Here we go again. If it’s getting close to summer, it’s time to start reading about farm labor shortages.
“California's Central Valley farmers struggle with worker shortage,” warns the Sacramento Bee.
“Immigration crackdown in Ala. means farm labor shortage,” the Associated Press declares.
“Immigration issues at center of labor shortage for Washington State farmers,” Fox News trumpets.
That sure sounds like trouble.
Do you remember the great agricultural crisis of 2011?
The severe lack of migrant workers left crops rotting in the fields and orchards, devastating farm economies across the country. There were warning signs from all over the country.
Farmers across California are experiencing the same problem: Seasonal workers who have been coming for decades to help with the harvest, planting and pruning have dropped off in recent years. With immigration crackdowns, an aging Mexican population, drug wars at the border and a weakened job market in the United States, the flow of migrants has stopped and may actually have reversed, according to the Pew Hispanic Center, a nonprofit, nonpartisan public policy research firm that has been studying the trend.
The Washington apple growers blamed tensions around illegal immigration for a labor shortage. Alabama farmers warned of a “labor crisis” caused by laws aimed at illegal immigration. Similar laws in Georgia rendered the harvest “rancid.” Arizona’s illegal immigration measures were “destroying the state’s farm sector.”
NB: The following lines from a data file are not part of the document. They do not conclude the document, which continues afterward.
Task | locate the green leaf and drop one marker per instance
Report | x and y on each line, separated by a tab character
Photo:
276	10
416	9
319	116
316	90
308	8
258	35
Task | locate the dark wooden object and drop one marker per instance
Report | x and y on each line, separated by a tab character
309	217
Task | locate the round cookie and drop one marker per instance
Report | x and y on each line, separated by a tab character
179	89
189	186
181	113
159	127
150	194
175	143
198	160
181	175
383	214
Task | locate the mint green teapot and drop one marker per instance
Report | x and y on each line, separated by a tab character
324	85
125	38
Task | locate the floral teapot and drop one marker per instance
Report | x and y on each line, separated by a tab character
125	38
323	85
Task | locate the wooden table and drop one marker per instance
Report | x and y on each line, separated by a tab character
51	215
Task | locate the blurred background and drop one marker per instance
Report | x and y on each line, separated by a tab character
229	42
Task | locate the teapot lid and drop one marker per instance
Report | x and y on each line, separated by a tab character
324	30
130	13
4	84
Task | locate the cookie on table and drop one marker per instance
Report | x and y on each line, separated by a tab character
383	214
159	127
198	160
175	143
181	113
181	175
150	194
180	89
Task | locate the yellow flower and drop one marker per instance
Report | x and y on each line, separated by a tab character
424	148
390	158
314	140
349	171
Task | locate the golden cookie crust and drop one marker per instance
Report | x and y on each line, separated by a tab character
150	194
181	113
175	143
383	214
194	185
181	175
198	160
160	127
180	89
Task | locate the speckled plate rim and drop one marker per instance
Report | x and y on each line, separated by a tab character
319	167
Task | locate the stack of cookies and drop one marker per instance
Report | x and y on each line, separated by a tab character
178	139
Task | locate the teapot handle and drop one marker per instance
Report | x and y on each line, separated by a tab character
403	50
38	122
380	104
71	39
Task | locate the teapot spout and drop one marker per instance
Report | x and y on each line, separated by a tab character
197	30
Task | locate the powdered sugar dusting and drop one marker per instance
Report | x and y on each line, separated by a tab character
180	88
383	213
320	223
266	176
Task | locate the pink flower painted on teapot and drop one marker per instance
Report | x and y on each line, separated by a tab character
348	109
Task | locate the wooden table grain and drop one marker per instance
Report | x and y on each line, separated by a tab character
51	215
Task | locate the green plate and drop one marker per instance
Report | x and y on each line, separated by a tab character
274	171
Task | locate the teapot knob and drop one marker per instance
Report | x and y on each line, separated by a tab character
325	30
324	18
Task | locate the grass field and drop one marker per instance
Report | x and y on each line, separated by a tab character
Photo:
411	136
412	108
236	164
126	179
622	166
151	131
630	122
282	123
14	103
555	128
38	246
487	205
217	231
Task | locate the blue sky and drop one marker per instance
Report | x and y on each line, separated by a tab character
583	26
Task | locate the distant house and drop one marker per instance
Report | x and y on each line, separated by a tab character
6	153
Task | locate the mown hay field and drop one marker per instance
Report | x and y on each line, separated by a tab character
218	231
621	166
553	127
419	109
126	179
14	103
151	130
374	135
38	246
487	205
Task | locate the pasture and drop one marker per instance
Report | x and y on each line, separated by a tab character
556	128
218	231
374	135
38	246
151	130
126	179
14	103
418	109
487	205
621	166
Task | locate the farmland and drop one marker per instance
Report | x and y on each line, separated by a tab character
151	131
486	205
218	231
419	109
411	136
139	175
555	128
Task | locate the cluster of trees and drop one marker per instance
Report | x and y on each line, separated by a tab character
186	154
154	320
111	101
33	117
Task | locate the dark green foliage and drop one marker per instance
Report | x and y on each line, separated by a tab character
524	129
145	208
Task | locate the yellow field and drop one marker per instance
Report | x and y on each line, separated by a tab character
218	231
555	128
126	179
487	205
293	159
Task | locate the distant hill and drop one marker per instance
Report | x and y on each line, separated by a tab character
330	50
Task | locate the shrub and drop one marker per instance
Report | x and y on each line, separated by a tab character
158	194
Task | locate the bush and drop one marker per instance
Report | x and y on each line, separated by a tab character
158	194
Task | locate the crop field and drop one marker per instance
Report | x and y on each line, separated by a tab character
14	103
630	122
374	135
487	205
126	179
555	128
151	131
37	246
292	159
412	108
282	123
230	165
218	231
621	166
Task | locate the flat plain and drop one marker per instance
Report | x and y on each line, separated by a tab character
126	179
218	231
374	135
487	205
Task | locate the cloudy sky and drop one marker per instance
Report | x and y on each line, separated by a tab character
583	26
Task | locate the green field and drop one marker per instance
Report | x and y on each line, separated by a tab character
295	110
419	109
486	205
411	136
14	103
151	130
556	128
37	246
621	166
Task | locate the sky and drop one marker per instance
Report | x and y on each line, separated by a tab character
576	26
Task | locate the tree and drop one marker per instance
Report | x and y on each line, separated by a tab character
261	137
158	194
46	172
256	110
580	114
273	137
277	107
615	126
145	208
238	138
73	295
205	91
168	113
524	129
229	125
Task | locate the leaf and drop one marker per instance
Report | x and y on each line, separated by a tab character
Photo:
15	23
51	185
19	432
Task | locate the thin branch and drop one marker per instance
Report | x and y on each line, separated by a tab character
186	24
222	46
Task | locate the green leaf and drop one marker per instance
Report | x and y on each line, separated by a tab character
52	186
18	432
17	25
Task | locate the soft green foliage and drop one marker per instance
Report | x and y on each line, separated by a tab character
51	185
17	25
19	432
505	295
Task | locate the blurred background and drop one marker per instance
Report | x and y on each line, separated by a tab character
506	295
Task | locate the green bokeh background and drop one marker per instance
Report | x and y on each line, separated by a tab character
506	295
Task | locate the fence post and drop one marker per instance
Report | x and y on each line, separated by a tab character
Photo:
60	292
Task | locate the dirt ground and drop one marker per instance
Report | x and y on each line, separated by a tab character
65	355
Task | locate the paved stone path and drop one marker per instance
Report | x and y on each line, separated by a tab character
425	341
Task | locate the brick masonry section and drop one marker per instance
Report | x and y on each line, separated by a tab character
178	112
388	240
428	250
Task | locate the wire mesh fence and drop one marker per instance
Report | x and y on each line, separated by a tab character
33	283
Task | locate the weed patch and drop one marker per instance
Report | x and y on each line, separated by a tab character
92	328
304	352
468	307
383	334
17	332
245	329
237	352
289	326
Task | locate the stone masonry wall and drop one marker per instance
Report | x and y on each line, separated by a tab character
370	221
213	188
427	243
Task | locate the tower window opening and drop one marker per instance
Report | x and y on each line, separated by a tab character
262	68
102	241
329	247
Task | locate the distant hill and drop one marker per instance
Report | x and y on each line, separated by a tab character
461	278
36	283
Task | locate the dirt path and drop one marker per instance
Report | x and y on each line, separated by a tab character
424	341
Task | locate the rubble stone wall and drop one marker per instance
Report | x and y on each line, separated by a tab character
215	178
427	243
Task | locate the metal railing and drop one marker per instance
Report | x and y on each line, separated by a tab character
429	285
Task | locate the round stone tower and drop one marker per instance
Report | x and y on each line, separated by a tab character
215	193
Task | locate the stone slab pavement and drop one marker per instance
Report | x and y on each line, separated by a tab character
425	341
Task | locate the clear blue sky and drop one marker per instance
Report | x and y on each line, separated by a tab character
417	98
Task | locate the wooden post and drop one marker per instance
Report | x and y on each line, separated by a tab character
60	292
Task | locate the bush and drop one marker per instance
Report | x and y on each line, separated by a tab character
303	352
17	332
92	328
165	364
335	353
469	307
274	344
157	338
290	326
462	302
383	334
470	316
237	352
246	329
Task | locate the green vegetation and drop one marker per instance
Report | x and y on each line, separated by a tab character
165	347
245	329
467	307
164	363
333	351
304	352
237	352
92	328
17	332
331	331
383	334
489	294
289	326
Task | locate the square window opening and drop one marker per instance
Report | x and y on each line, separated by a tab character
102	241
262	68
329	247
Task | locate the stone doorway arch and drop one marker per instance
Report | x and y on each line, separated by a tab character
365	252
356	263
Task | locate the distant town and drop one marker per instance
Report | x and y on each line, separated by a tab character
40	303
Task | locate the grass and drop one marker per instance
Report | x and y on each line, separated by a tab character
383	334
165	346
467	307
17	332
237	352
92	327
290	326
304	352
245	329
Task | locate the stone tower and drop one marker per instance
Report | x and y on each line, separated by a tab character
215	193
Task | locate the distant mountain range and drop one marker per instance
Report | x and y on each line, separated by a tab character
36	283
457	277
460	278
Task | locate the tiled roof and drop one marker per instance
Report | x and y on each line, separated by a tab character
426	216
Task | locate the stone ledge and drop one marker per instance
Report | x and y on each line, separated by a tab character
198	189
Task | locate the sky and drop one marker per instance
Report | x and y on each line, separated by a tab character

This is why Americans farmers had such a devastating year last year.
That’s not what happened at all.
Despite the dire predictions of labor shortages, American farmers had a record-breaking year of profits in 2011. Farm profits rose 24.1 percent last year, to $98.1 billion. Cash income, a measure of farm solvency, rose 17.8 percent to $108.7. Agricultural exports topped $137 billion. Crop receipts rose 16 percent. Livestock sales receipts averaged 17 percent higher than in 2010.
Never before in American history have farms been this financially sound and profitable.
"We're just experiencing the best of times," Bruce Johnson, an agricultural economist at the University of Nebraska in Lincoln, tells the Huffington Post.
The Department of Agriculture doesn’t release more granular data by region and crop until August. But anecdotally, it seems like the horror stories of 2011 haven’t come true. In Washington, for instance, apple growers had a very good year.
You can expect to hear a lot about farm labor shortages over the next couple of months. But if last year is any indication, complaints about farm labor are not correlated for farm performance.